Four spheres A, B, C and D of different metals but of the same radius are kept at the same temperature. The ratio of their densities is 2:3:5:1. If specific heats of their materials are in the ratio 3:6:2:4, which sphere will show initially the fastest rate of cooling?
a) D
b)C
c)B
d)A

Answer 1

Hint: In question when rate of cooling is to be calculated then rate of loss of heat or rate of cooling is always taken as directly proportional to the product of mass and specific heat of the material. That material which has the highest value of this product will have the highest rate of loss of heat or rate of cooling.

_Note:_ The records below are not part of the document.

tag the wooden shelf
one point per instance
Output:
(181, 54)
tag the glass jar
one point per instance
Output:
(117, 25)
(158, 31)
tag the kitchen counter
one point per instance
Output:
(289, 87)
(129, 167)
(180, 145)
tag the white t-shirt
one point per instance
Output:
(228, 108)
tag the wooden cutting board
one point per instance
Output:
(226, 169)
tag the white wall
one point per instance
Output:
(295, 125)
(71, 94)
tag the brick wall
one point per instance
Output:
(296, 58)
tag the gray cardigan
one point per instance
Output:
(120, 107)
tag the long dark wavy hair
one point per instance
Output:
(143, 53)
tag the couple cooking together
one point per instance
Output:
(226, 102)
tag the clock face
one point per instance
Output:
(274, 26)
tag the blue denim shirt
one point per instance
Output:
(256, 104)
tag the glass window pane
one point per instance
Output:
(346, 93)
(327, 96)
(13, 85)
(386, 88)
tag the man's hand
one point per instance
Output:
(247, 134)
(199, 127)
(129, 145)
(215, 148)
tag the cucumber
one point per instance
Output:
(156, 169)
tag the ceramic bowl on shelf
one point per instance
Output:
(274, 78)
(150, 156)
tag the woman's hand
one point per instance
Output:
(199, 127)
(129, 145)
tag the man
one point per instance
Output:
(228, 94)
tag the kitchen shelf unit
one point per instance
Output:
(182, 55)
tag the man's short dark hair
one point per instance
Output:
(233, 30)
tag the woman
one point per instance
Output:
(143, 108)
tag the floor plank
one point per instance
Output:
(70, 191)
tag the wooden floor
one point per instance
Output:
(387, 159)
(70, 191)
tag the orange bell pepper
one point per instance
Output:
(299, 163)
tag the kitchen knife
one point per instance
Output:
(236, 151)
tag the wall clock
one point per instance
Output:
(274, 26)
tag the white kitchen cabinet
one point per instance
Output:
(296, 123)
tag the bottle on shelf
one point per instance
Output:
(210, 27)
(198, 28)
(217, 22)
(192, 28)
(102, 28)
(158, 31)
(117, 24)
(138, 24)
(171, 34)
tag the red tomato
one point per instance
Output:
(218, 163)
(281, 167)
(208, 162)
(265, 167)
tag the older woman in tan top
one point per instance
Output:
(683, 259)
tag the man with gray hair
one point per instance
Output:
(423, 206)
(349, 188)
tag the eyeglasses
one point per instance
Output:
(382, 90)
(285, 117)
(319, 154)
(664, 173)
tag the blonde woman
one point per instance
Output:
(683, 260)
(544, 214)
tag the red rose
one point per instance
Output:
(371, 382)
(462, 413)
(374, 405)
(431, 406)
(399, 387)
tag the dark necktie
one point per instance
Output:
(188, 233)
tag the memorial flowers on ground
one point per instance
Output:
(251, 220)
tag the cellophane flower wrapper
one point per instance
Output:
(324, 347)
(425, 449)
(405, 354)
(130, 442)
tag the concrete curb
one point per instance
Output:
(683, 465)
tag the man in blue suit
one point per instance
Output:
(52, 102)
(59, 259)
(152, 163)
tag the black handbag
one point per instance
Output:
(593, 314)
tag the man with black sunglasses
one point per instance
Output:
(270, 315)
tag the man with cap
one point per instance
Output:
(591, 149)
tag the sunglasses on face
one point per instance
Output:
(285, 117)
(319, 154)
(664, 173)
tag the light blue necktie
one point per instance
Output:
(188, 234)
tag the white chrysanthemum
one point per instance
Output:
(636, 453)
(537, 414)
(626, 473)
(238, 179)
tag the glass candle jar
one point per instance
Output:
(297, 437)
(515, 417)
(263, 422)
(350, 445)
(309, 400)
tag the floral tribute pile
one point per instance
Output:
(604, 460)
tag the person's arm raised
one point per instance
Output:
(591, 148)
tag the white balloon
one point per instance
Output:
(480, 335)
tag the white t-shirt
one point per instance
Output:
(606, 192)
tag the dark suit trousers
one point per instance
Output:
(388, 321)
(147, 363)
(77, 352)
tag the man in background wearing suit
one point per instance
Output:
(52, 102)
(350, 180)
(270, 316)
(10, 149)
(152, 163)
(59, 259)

Complete step-by-step solution:
According to Newton’s Law of Cooling “Rate of loss of heat is directly proportional to temperature difference between system and surrounding”
Let us assume rate of loss of heat can be expressed as $${\displaystyle \frac{dQ}{dt}}$$
Let us assume the temperature of the system is T and the temperature of the surrounding is T0.
$$-{\displaystyle \frac{dQ}{dt}}\alpha (T-T_0)$$
$$\Rightarrow {\displaystyle \frac{dQ}{dt}}=-k(T-T_o)$$
Where k is a constant.
Since we know that,
$$dQ=mcdT$$
Divide by dt on both sides we get ,
$${\displaystyle \frac{dQ}{dt}}=mc{\displaystyle \frac{dT}{dt}}$$ - - - - - - - - Equation 1
Here c represents the specific heat
This equation represents the rate of loss of heat.
In question it is given that four spheres A, B, C, D are of different material but their radius is the same.
Ratio of their densities is given: - 2:3:5:1
Ratio of their specific heat is given: -3:6:2:4
since it is given in question that four spheres are kept at the same temperature so $${\displaystyle \frac{dT}{dt}}$$is the same for all spheres.
So equation 1 becomes
$${\displaystyle \frac{dQ}{dt}}\alpha m\times c$$ - - - - - - - - Equation 2
since we know that
$$mass=density\times volume$$
Let us assume density be d and volume be V
So equation 2 becomes,
$${\displaystyle \frac{dQ}{dt}}\alpha d\times V\times c$$.
Since radius is same for all spheres so this equation can be written as,
$${\displaystyle \frac{dQ}{dt}}\alpha d\times c$$
Rate of loss of heat is directly proportional to the product of density and specific heat, the body which has the highest value of product of density and specific heat will have the highest rate of loss of heat or highest rate of cooling.
Sphere A has density value =2 and specific heat value =3
$${\displaystyle \frac{dQ}{dt}}=2\times 3=6$$
Sphere B has density value =3 and specific heat value =6
$${\displaystyle \frac{dQ}{dt}}=3\times 6=18$$
Sphere C has density value =5 and specific heat value =2
$${\displaystyle \frac{dQ}{dt}}=5\times 2=10$$
Sphere D has density value =1 and specific heat value =4
$${\displaystyle \frac{dQ}{dt}}=1\times 4=4$$
Since sphere B has the highest value of rate of loss of heat. So we can conclude that sphere B has the highest rate of cooling.
Correct option is C.

Note:When heat is given to any substance then it either changes only the state of the substance or it will change the temperature of the substance as well as state. When only the state of the substance is changed then the concept of Latent Heat is used and when both temperature and state of substance is changing then the concept of specific heat is used.